Tidak hanya kebijakan fiskal tetapi kerangka kebijakan moneter kemungkinan akan tetap mudah karena ekonomi terbesar ketiga di dunia itu kesulitan di tengah krisis virus corona (COVID-19). Meskipun Jepang melaporkan penghitungan harian terendah ketiga dalam sebulan, menurut Kyodo News, dampak ekonomi dari pandemi tersebar luas. Hal yang sama mendorong Wakil Gubernur BOJ Masazumi Wakatabe tetap dovish sehari sebelumnya.
Selain pembicaraan uang mudah, pemulihan berkelanjutan dalam dolar AS dan kenaikan di ekuitas global adalah alasan tambahan bagi para pembeli untuk tetap bahagia.
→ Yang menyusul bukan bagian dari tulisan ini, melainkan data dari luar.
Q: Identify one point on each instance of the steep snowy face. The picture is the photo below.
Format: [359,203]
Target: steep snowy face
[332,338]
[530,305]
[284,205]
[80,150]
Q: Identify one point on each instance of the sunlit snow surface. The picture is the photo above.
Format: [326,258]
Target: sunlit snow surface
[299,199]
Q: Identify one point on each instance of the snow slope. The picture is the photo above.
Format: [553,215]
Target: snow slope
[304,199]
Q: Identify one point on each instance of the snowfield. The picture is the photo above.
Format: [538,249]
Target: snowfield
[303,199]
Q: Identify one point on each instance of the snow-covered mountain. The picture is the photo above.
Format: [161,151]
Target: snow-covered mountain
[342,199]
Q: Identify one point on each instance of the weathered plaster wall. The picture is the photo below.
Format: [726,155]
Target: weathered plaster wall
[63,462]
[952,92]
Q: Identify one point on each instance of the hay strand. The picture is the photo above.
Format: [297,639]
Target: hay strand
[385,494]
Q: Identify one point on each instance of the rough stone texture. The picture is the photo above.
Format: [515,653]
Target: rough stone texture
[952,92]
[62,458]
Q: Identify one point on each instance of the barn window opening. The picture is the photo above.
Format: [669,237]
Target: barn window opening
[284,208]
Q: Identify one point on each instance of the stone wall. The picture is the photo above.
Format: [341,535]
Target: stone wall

AS saat ini melanjutkan pullback dari 28-bulan meskipun Perubahan Ketenagakerjaan ADP suram dan adanya ketegangan Tiongkok-Amerika sedangkan S&P 500 memperbarui rekor tertinggi hari sebelumnya. Selain itu, Nikkei 225 juga naik lebih dari 1,0% dan Kontrak berjangka S&P naik turun di sekitar rekor tertinggi dekat 3.580 yang dicatat pada hari Rabu.
Sementara katalis risiko cenderung tetap menjadi pendorong, IMP Jasa ISM AS hari ini dapat menghibur para pedagang momentum menjelang angka pekerjaan besok.
Analisis teknis
EMA 50-hari dekat 106,40 menjadi penghalang sisi atas langsung bagi pedagang pasangan untuk dipantau selanjutnya, sementara penjualan baru tidak diharapkan sampai harga menempati di atas level 106,09 yang terdiri dari EMA 21-hari.
Informasi di halaman ini berisi pernyataan berwawasan ke depan yang melibatkan risiko dan ketidakpastian. Pasar dan instrumen yang diprofilkan di halaman ini hanya untuk tujuan informasi dan tidak boleh dianggap sebagai rekomendasi untuk membeli atau menjual aset ini. Anda harus melakukan riset menyeluruh sebelum membuat keputusan investasi apa pun. FXStreet sama sekali tidak menjamin bahwa informasi ini bebas dari kesalahan, kekeliruan, atau salah saji material. Ini juga tidak menjamin bahwa informasi ini bersifat tepat waktu. Berinvestasi di Pasar Terbuka melibatkan banyak risiko, termasuk kehilangan semua atau sebagian dari investasi Anda, serta tekanan emosional. Semua risiko, kerugian, dan biaya yang terkait dengan investasi, termasuk kerugian pokok, adalah tanggung jawab Anda. Pandangan dan pendapat yang diungkapkan dalam artikel ini adalah milik penulis dan tidak mencerminkan kebijakan resmi atau posisi FXStreet maupun pengiklannya.